Racconti di sport

Arrigo Sacchi, 80.

Compleanno tondo per il rivoluzionario del calcio italiano.

Roma, 1 aprile 2026. – Quando si parla del tempo meteorologico si sente spesso dire che, a seconda della stagione, c’è stato più caldo o più freddo.

Dal punto di vista del calcio mercato l’estate del 1987 è stata caldissima, con il Milan del rampante presidente Berlusconi protagonista di tre colpi di assoluto rilievo.

Il capitano della Roma, Carlo Ancelotti, insieme a due olandesi, l’asso del PSV Eindhoven Ruud Gullit ed il centravanti dell’Ajax Marco Van Basten.

Ma la vera rivoluzione è la scelta di Berlusconi di affidare i propri campioni al semisconosciuto Arrigo Sacchi, romagnolo di Fusignano della provincia ravennate, tecnico del Parma in serie B, capace però di eliminare il Milan dalla Coppa Italia con due 1-0 e predicatore del calcio a zona unito al pressing asfissiante, ben oltre la propria metà campo.

Il campionato 1987/1988 inizia a singhiozzo per i rossoneri a dicembre fuori dai sedicesimi di Coppa Uefa ed in ritardo di cinque punti dal Napoli, Campione d’Italia uscente, quando i punti assegnati per la vittoria erano due.

Le previsioni sul classico panettone, dato per assente alla tavola natalizia di Sacchi, sembrano avverarsi anche e soprattutto per la spinta di parte del consiglio d’amministrazione.

Berlusconi però non è d’accordo e tuona: <Sacchi non si tocca. E’ e rimane l’allenatore del Milan>.

A tre giornate dalla fine lo scontro diretto a Napoli vede il Milan trionfare per 3-2, con relativo sorpasso e tricolore conseguito a Como due settimane più tardi.

Nessun allenatore debuttante aveva mai vinto lo scudetto ed il vero, grande, protagonista è Arrigo Sacchi.

Fondamentale è stata la società per la sicurezza e la competenza nella scelta del tecnico romagnolo e per la decisione con cui lo ha imposto quando lo spogliatoio poteva prendere il sopravvento.

Sacchi è un “fanatico”, per stargli appresso occorre grande pazienza e spirito di sacrificio, tutte cose che possono venire meno in un gruppo di giocatori se avvertono incertezze sul destino del proprio torturatore.

Tenacia, capacità di lavoro, intuito, oltre al coraggio dell’impopolarità.

L’impressione che lasciò nella semifinale contro il Real al Santiago Bernabeu, a maggio del 1989, propedeutica per la conquista della terza Coppa dei Campioni, quando annichilì con pressing e gioco a tutto campo i “blancos” pareggiando 1-1.

La credibilità con cui si fece acquistare Frank Rijkaard, in luogo dell’effimero argentino Borghi, pupillo del presidente, decisivo nel capolavoro tattico di Vienna quando il Milan conquistò la quarta Coppa dei Campioni, seconda consecutiva, nel maggio 1990.

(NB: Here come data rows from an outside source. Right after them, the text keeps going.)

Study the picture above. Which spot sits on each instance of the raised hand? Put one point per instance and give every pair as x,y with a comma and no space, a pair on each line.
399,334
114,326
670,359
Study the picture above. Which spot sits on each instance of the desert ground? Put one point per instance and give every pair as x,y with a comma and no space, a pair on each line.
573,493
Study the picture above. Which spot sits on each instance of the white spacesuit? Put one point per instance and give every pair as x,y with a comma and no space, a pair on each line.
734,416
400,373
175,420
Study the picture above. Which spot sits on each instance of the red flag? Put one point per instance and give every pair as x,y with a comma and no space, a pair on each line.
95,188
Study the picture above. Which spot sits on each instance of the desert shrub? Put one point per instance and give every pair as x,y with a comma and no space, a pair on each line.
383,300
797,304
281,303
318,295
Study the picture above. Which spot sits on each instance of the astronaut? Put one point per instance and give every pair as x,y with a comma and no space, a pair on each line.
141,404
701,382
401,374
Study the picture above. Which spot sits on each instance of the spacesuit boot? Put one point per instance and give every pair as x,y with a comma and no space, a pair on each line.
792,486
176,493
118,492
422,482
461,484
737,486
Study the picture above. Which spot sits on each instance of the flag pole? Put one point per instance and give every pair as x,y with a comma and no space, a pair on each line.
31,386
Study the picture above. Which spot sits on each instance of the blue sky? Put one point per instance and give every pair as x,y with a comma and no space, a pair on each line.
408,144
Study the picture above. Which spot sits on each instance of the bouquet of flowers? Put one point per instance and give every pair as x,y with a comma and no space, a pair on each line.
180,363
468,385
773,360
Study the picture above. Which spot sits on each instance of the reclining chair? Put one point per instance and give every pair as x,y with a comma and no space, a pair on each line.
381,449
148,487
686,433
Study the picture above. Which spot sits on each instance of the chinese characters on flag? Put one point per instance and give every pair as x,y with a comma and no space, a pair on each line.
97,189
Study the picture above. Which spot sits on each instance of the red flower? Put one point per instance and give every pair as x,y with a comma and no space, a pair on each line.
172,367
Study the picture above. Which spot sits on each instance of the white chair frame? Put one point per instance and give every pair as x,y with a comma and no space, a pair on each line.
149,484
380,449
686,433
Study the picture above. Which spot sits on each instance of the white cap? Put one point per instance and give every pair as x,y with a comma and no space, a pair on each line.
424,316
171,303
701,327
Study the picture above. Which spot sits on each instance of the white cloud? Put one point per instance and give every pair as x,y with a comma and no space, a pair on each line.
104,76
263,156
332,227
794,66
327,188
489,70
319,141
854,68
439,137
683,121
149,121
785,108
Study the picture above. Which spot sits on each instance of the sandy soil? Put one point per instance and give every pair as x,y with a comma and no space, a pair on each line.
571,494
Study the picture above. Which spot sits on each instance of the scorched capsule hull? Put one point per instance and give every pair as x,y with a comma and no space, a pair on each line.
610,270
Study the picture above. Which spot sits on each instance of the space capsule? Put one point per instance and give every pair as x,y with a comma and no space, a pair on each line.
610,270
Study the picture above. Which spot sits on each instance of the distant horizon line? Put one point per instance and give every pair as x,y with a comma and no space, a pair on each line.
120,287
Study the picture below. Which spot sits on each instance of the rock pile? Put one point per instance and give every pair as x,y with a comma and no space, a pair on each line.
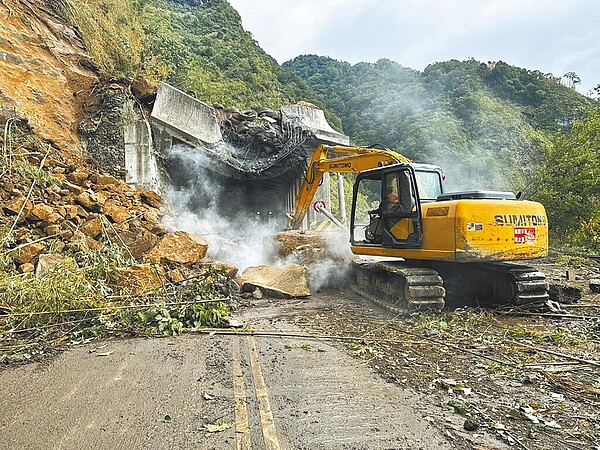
78,209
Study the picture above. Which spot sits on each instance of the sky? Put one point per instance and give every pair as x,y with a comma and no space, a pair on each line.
552,36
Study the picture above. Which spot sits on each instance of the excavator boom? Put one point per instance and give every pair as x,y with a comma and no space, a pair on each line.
439,246
338,159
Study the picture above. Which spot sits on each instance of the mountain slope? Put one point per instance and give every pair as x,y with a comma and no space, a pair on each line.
486,124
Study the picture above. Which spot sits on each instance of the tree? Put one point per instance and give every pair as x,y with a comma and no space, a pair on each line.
568,184
572,79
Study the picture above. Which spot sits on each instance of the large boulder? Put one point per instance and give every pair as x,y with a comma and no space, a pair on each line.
179,247
287,281
28,253
304,247
140,278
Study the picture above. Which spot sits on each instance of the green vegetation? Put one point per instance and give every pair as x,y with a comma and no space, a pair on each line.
198,46
486,124
568,183
489,125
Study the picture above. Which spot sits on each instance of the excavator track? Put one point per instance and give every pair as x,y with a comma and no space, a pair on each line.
507,285
398,286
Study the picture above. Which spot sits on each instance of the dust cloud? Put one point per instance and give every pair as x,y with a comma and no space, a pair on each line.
204,205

Il coraggio dimostrato nella sostituzione di Roberto Baggio ai mondiali di Usa 1994 con il secondo portiere Luca Marchegiani, al posto di Pagliuca espulso, per garantire alla squadra maggior sostegno fisico nella fornace newyorkese, portando a casa un successo decisivo per il cammino azzurro.

Arrigo Sacchi non è uno di quei rivoluzionari che si lasciano ammansire dal successo o allettare dal sistema.

Ha dato una svolta felice e brutale al nostro calcio e vi è rimasto fedele fino all’esaurimento nervoso.

Sacchi, che oggi taglia il traguardo delle 80 primavere, denominato “Il profeta di Fusignano”, è anche ricordato per alcune massime rilasciate negli anni.

Ne indichiamo un paio: <Il calcio è la cosa più importante tra le cose meno importanti>.

< Per diventare un buon allenatore non bisogna essere stati, per forza, dei campioni; un fantino non ha mai fatto il cavallo…>.

Poi il dogma assoluto di Arrigo Sacchi: “Occ, pazenzia e bus de cul…”.